Rabu, 01 Agustus 2007

Mindset

Arswendo saat itu sangat cemas. Mendung sudah menggelayut kelam di angkasa. Sebentar lagi hujan besar pasti turun. Bersama istrinya dia bergegas menginjak pedal gas mobilnya. Dengan kencang dia geber kendaraannya supaya terhindar dari ancaman guyuran hujan.

Akhirnya mereka berdua berhasil "selamat" dari guyuran hujan. Mereka berhasil menemukan tempat berteduh seadanya di pinggir jalan. Begitu hujan deras benar-benar terjadi Arswendo dan istrinya aman di bawah naungan... mobil yang berteduh di emperan warung.

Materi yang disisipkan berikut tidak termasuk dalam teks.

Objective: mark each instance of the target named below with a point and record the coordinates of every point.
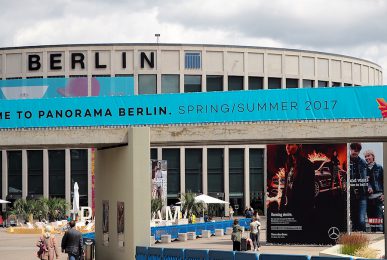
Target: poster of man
(366, 187)
(105, 222)
(120, 223)
(306, 192)
(159, 180)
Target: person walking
(254, 233)
(72, 242)
(236, 236)
(48, 249)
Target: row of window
(56, 173)
(147, 84)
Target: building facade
(234, 172)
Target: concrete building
(231, 171)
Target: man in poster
(358, 188)
(298, 193)
(375, 192)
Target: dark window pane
(291, 83)
(256, 179)
(14, 172)
(79, 174)
(322, 84)
(147, 84)
(170, 83)
(35, 172)
(255, 83)
(235, 83)
(192, 83)
(214, 83)
(215, 170)
(236, 169)
(173, 164)
(153, 154)
(56, 173)
(193, 170)
(307, 83)
(274, 83)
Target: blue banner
(207, 107)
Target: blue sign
(191, 108)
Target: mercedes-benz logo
(333, 233)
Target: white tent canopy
(209, 200)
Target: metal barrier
(141, 253)
(220, 255)
(197, 228)
(192, 254)
(282, 257)
(245, 256)
(155, 253)
(173, 254)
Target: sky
(355, 28)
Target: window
(307, 83)
(214, 83)
(35, 172)
(192, 60)
(322, 84)
(255, 83)
(79, 174)
(256, 161)
(57, 172)
(192, 83)
(215, 170)
(336, 84)
(154, 154)
(14, 172)
(173, 164)
(193, 170)
(235, 83)
(274, 83)
(170, 83)
(147, 84)
(291, 83)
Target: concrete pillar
(4, 171)
(205, 172)
(182, 170)
(68, 175)
(46, 180)
(125, 168)
(246, 176)
(24, 174)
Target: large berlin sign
(191, 108)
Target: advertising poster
(121, 223)
(306, 193)
(105, 222)
(159, 180)
(366, 186)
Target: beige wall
(123, 174)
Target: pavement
(22, 246)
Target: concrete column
(182, 170)
(205, 173)
(68, 175)
(24, 174)
(4, 176)
(226, 176)
(246, 175)
(46, 180)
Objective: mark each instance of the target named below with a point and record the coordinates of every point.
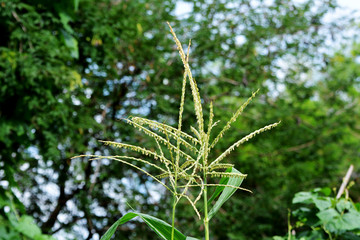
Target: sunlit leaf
(161, 228)
(226, 193)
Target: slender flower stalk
(186, 164)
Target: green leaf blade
(226, 192)
(161, 228)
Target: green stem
(173, 218)
(206, 219)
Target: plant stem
(173, 218)
(206, 219)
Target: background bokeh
(70, 69)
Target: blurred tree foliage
(70, 69)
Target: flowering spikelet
(163, 127)
(159, 138)
(194, 89)
(141, 150)
(233, 119)
(241, 141)
(226, 174)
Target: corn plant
(182, 160)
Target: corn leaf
(161, 228)
(226, 192)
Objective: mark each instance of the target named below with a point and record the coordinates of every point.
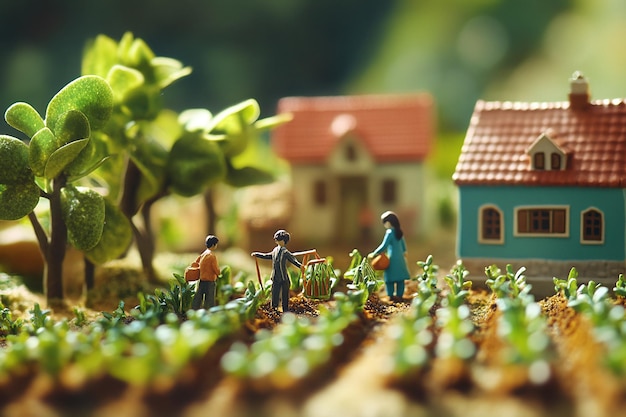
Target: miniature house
(352, 158)
(543, 185)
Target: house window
(320, 193)
(389, 191)
(350, 152)
(592, 226)
(542, 221)
(491, 225)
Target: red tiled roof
(594, 138)
(393, 128)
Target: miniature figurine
(209, 271)
(394, 246)
(280, 276)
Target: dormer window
(546, 154)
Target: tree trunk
(90, 274)
(144, 239)
(53, 273)
(210, 208)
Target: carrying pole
(258, 273)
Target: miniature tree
(187, 157)
(63, 148)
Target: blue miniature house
(543, 185)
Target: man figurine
(209, 271)
(280, 276)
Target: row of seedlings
(150, 347)
(300, 348)
(435, 334)
(606, 314)
(525, 352)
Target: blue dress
(395, 250)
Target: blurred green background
(459, 50)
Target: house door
(352, 200)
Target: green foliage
(195, 163)
(569, 286)
(40, 319)
(295, 348)
(115, 238)
(521, 323)
(83, 212)
(459, 287)
(154, 309)
(9, 325)
(364, 278)
(620, 286)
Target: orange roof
(495, 150)
(394, 128)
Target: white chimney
(579, 92)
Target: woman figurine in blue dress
(395, 247)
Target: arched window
(491, 225)
(592, 226)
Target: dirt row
(357, 381)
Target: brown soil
(356, 381)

Ada yang aneh nggak dengan cerita di atas? Cerita ini adalah kisah nyata yang pernah dialami Arswendo Atmowiloto bersama sang istri.

"Kami berdua akhirnya tertawa terbahak-bahak begitu sadar," kata Wendo, panggilan Arswendo.

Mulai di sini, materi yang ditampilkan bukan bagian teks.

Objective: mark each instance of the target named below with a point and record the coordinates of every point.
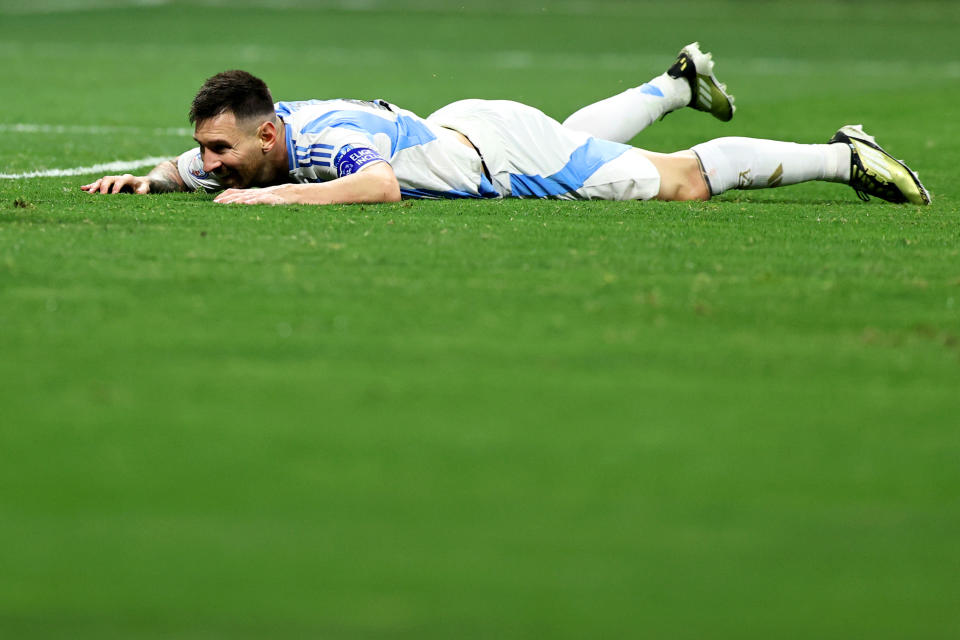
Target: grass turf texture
(480, 420)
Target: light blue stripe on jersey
(583, 163)
(485, 190)
(405, 132)
(314, 154)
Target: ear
(268, 134)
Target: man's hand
(375, 183)
(270, 195)
(119, 184)
(164, 178)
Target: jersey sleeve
(190, 166)
(342, 150)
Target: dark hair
(237, 91)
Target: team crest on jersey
(351, 159)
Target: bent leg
(619, 118)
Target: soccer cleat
(874, 172)
(707, 93)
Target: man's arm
(164, 178)
(375, 183)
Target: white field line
(107, 168)
(21, 127)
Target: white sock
(624, 115)
(749, 163)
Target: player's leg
(850, 157)
(689, 82)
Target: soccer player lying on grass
(351, 151)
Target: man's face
(231, 150)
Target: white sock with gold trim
(751, 163)
(621, 117)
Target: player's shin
(750, 163)
(621, 117)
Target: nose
(210, 162)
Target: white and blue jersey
(525, 153)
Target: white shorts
(531, 155)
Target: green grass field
(516, 419)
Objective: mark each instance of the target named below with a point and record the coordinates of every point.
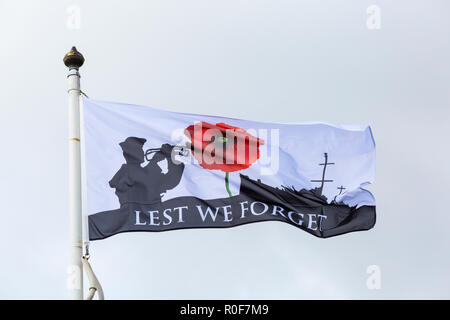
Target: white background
(264, 60)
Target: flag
(148, 169)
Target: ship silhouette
(303, 197)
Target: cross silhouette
(325, 164)
(341, 188)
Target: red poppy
(223, 147)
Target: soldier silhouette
(144, 185)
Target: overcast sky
(261, 60)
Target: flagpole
(74, 60)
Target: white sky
(262, 60)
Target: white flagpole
(74, 60)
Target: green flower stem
(227, 184)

"Bagaimana tidak lucu. Saat itu kami kan pakai mobil tapi mengapa masih ketakutan dengan mendung dan hujan yang sebentar lagi turun," tambahnya. "Maklum, kami kan baru saja punya mobil butut. Biasanya paling banter pakai motor. Jadi meski kondisi sudah berubah tapi otak kami masih ndeso," Wendo menambahkan.

"Saya salut dengan penampilan Timnas PSSI ketika melawan Arab Saudi. Mereka berjuang dengan keras dan sportif. Tapi sayang, wasitnya ternyata masih katro," komentar salah seorang pemirsa yang menumpahkan unek-uneknya di acara Opeh House Metro TV Jumat malam.

Dua cerita di atas mungkin bisa mewakili pola pikir lama yang diterapkan untuk kondisi yang sama sekali berbeda. Pada kasus Wendo, meski sudah pakai mobil tapi karena belum terbiasa, pola pikirnya masih motor yang biasa ketakutan kalau hujan sebentar lagi turun. Sedangkan pada kasus kedua, mentang-mentang punya bahasa yang sama dengan salah satu tim, maka wasit dengan ringan mengganjar lima kartu kuning buat pemain PSSI. Sedangkan pelanggaran berat yang dilakukan pemain Saudi cukup disemprit saja.

Pola pikir memang sangat mempengaruhi apa yang kita lakukan. Coba kita masuk ke kantor pemerintahan, setelah itu kita masuk ke perusahaan yang mempunyai kompetisi tinggi. Sangat berbeda ketika kita masuk ke kantor pemda dengan kalau kita memasuki Bank Niaga, misalnya (ini bukan iklan lho karena saya bukan nasabah mereka).

Perbedaan pola pikir juga langsung terasa ketika kita menghadap bagian keuangan dengan kalau kita berdiskusi dengan bagian marketing. Perbedaan yang sangat mencolok juga langsung terasa kalau kita ngobrol dengan seorang karyawan dibanding dengan seorang pengusaha. Untuk kasus ini tentu saja tidak berlaku buat karyawan yang member TDA hehe :).

Teman saya langsung kapok ketika usaha yang dia rintis tidak langsung menghasilkan untung ketika pertama kali dimulai. "Mau usaha kok malah rugi," jawabnya ketika ditanya mengapa berhenti. Teman yang lain juga finished, menghentikan usahanya mengekspor mebel hanya karena pernah sekali hitungannya meleset. "Ya kalau tidak meleset, kalau meleset lagi emangnya kamu mau mengganti?" alasan dia.

Fadel Muhammad, Gubernur Gorontalo, mengatakan, yang paling susah adalah mengubah mindset aparat. "Tiga tahun pertama masa jabatan saya dihabiskan hanya untuk mengubah mindset aparat saya. Mengubah mindset dari minta dilayani menjadi melayani orang lain. Mengubah pola pikir dari lu butuh gua menjadi kami perlu Anda adalah sangat-sangat susah," kata Fadel di acara Beyond Marketing di JakTV Senin malam lalu.

Upaya Fadel ini tidak sia-sia. Ketika sisa jabatannya tinggal dua tahun masyarakat dan dunia usaha mulai merasakan perubahan pola pikir aparat Gorontalo. Tingkat kemakmuran masyarakat melonjak drastis. Investasi yang datang bertambah signifikan karena dilayani dengan senyum. Bukan dipalak di depan sebagaimana biasa terjadi di negeri ini.

Perubahan ini menunjukkan buktinya ketika pada pilkada November 2006 Fadel memenangkan kursi Gubernur untuk kedua kalinya dengan perolehan suara 81%, tertinggi di Indonesia. Dia pun mendapat sertifikat MURI sebagai rekor pemilihan suara tertinggi di Indonesia untuk pemilihan gubernur.